2. Here, Stormrider, you have an excellent set of points. I was thinking along the same lines. Apparently the Orcs survived quite well without Morgoth, but then they always had Sauron throughout the Second Age. Later, for extended periods of time they were without Sauron's direct/ active control (when Isildur took the One Ring). But we might argue that the loss of the Ring to Isildur reduced Sauron far less than its eventual destruction at the end of the Third Age. Perhaps some "sustaining" spirit of evil was constantly present during the Third Age, even though Sauron was diminished for a good portion of that time. But when the Ring was finally, fully destroyed by Gollum's misstep, Sauron was vastly more reduced than he had ever been. Perhaps the sustaining "will of his evil" then sank to such low levels that the Orcs could no longer live?

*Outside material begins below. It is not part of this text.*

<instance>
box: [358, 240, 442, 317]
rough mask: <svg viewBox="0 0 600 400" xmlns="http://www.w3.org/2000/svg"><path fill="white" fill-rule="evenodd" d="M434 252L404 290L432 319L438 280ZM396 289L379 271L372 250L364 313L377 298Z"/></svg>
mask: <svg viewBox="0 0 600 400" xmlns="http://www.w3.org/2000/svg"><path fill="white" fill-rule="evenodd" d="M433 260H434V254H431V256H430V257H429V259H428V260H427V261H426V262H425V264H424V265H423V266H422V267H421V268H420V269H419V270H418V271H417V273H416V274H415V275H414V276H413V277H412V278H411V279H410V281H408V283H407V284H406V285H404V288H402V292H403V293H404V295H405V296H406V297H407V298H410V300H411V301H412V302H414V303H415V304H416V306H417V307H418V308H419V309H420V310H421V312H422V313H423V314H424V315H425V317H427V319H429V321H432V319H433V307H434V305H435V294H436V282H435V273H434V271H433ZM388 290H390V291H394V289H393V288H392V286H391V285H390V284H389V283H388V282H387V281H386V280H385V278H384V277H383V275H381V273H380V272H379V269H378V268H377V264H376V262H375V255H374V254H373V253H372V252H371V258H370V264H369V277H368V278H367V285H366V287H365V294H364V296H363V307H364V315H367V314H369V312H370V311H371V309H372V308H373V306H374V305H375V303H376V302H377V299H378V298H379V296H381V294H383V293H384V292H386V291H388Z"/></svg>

But, I don't think so. I see no real persuasive evidence for thinking that ALL Orcs were wiped out when the One Ring was unmade. I assume some, maybe those living far to the north in the Grey Mountains, maybe even those of Moria and some of Saruman's Orcs could have survived in hidden places. What then would be their later fates? Perhaps without the over-riding evil influence from Sauron, they would gradually grow less nasty, become more and more like the Goblins of The Hobbit, more like some of the nastier tribes of Men? They might eventually marry into some of the folk groups of mankind, and so leave their taint on all of us? That would explain why we today in the Fourth Age (or are we now the Fifth!?) are so bloody horrible to each other and to our environments? So, looking at ourselves in the mirror -- WE are the Orcs.
3. Tolkien mentioned somewhere in the Letters, I think, that no creature propagated except by the normal fashion: Orcs, descended of Elves, or even descended of Men, would still have sexual reproduction. Just as the Dwarves had their own women -- few, seldom recorded, and hard to distinguish from the males (Dis, sister of Thorin was the only named Dwarf female I know of, mother of Fili and Kili) -- so too the Orcs MUST have had females. Perhaps many of the smaller Orcs were females? I imagine JRRT just left Orc females out of the discussion, too messy to think about Orc motherhood, and maybe they so closely resembled the males only an Orc could tell the gender difference. We do know from the appendix of dates and The Hobbit that Bolg at Erebor, was directly descended from Azog of Moria -- though no mother's name is given. It's hard to see Azog reproducing by fission, or laying a self-fertilized egg.
I'll see if I can find the actual quote where Tolkien says that his speaking, humanoid creatures had to have sexual reproduction. Spawn, is just an old fashioned way of saying "gave birth to" -- we use it now mostly of fish and frogs, who fertilize the eggs externally, but even there, it is still bisexual reproduction from the joining of a male and a female.
Sigh, wish JRRT were still around, we'd keep him busy filling in the details for a hundred years!